Evidence to inform guidance regarding bats in churches
Many questions remain on the ecology and behaviour of church roosting bats that need answering to inform guidance. These knowledge gaps sometimes restrict the quality of the information, advice and options that can be offered (in line with legislation) to progress building repair work or solutions to manage the impact of bats on churches. A number of studies have been undertaken recently to address these evidence needs and this section outlines findings from studies BCT has been collaborating on.
Management of bats in churches
Natterer’s bats sometimes form large maternity colonies in churches, where they can cause problems. To address these issues and find practical solutions the University of Bristol has undertaken studies of Natterer's bats in churches, funded by Defra and English Heritage.
Bats, churches and the landscape: sustainable conservation of bats in the East of England
In the early 1990’s BCT’s National Bats in Churches Survey, carried out as part of the Bats in Churches Project (Sargent, 1995) estimated that 60% of medieval (pre-16th Century) churches hosted bat roosts. However, the use of churches by bats can sometimes cause damage to historic artefacts, difficulties in church repair and maintenance and concerns for church users. SITA Trust and Natural England funded BCT and the University of Bristol to conduct a PhD research study, by Madeleine Ryan, supervised by Professor Gareth Jones, on soprano pipistrelle bats in East Anglian churches. The project focused on East Anglia because of the high proportion of enquires to the Bat Helpline from churches in this region. Soprano pipistrelles (together with common pipistrelles) are one of the species of bats about which churches most commonly seek advice from the Helpline. They can form summer maternity roosts with large numbers of bats in churches and houses.

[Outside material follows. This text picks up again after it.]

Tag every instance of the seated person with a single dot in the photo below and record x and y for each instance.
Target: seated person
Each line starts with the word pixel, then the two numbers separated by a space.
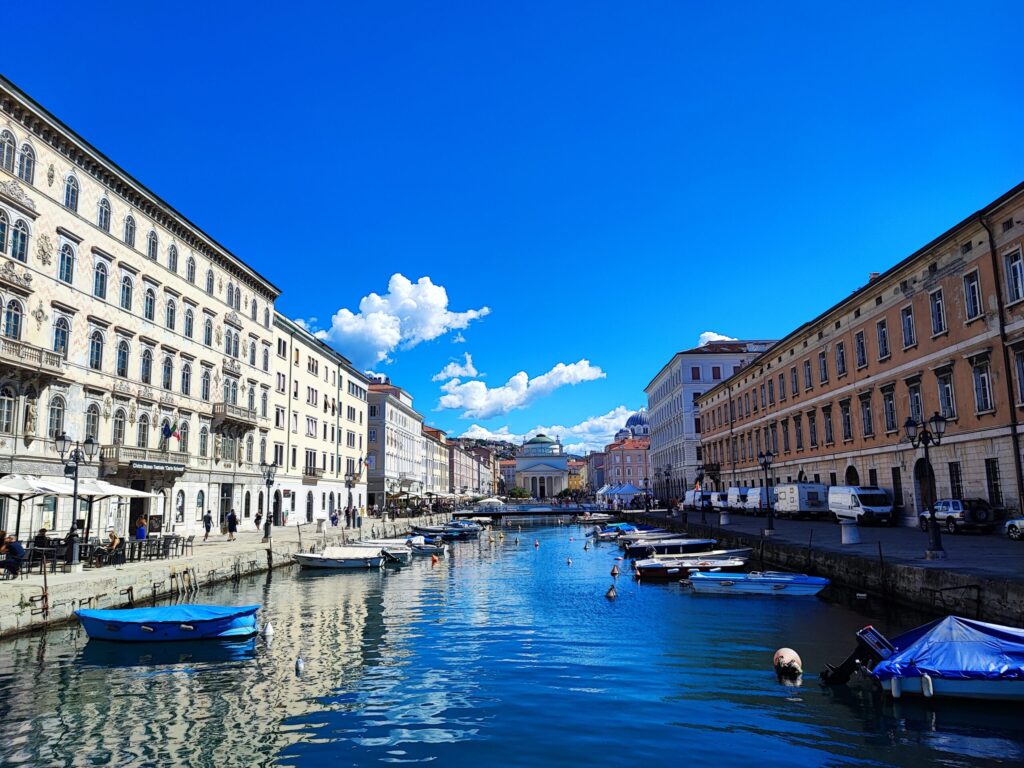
pixel 15 555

The project sought to understand why soprano pipistrelle bats select certain churches, how they use churches and the surrounding habitat throughout the year and why they choose certain locations within churches to roost. A regional survey was undertaken to establish the occurrence of bats in relation to church and habitat data. Detailed research involved radio-tracking bats at two medieval and one Victorian church, and studies of roost microclimate conditions and bat activity throughout the year in medieval churches. Bat boxes were trialled as an approach to mitigate the impact of the roosting bats on the church community. The study aimed to reduce the impacts of bats and safeguard long-term conservation of bats and built heritage.